3D Gaussian Splatting Reconstruction

In addition to NeRF, I performed 3D reconstruction using 3D Gaussian Splatting (GS) based on the COLMAP sparse point cloud.

3D GS is characterized by lower reconstruction quality in scenes with image distortion or misalignment compared to NeRF. This is because, unlike NeRF, which can learn to smooth out misaligned images due to the inherent smoothness of MLP (Multi-Layer Perceptron), 3D GS is an explicit method that does not offer this capability.

Thus, the results from 3D GS provide additional insight into Sora’s ability to understand 3D geometry beyond what is visible with COLMAP and NeRF alone.

Big Sur
Santorini
Museum
GoldRush

While the qualitative quality between NeRF and 3D GS does not differ significantly, there are notable discrepancies in the Santorini scene, where the geometry is significantly off. Additionally, individual splats become visible when zooming into scenes reconstructed with splats.

Closing

In summary, Neural Reconstruction from Sora shows

Geometric Consistency
Sora still lacks full geometric consistency (3D) in its generated outputs.

SfM Performance
Despite this, SfM is sufficiently consistent to operate effectively.

Human Perception
Neither Sora's nor NeRF/3D GS's outputs appear particularly strange when viewed normally.
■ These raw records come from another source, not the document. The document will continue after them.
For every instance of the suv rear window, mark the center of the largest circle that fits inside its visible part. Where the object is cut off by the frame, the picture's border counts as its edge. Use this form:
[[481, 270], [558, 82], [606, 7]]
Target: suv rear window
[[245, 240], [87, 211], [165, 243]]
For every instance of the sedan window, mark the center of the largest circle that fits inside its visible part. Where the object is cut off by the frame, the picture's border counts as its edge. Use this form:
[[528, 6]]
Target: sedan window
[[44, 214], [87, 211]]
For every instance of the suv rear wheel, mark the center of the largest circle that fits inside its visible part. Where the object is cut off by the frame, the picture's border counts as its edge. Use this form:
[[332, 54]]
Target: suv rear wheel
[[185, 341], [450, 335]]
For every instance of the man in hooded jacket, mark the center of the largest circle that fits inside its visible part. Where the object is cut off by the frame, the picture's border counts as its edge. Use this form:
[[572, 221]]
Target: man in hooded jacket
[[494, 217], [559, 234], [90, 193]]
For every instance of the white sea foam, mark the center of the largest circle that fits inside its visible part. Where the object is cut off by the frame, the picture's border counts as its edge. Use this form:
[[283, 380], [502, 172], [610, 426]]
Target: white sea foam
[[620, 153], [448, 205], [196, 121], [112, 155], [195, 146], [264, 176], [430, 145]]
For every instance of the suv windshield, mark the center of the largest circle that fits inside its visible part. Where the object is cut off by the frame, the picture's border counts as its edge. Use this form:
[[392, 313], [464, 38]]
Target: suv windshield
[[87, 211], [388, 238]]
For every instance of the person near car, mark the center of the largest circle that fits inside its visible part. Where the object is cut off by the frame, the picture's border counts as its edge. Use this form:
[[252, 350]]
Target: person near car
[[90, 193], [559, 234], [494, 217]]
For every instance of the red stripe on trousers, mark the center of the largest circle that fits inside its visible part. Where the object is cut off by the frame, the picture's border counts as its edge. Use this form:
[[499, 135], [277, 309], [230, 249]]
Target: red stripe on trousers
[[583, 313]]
This may be because humans focus more on the content within and between scenes rather than attempting to form a perfect 3D geometric understanding.

Future Potential
If video generation can consistently maintain content consistency, I believe geometric consistency will eventually be resolved. This is because real-world 3D shapes tend to be efficient and familiar.

Given that this is just the first generation of Sora, its current performance is impressive. I am optimistic that within one or two more generations, models like Sora could generate videos that can be seamlessly reconstructed through neural rendering technologies for use in applications such as gaming. As a researcher, it is both exciting and humbling to witness such rapid progress, and I will be closely following OpenAI's advancements.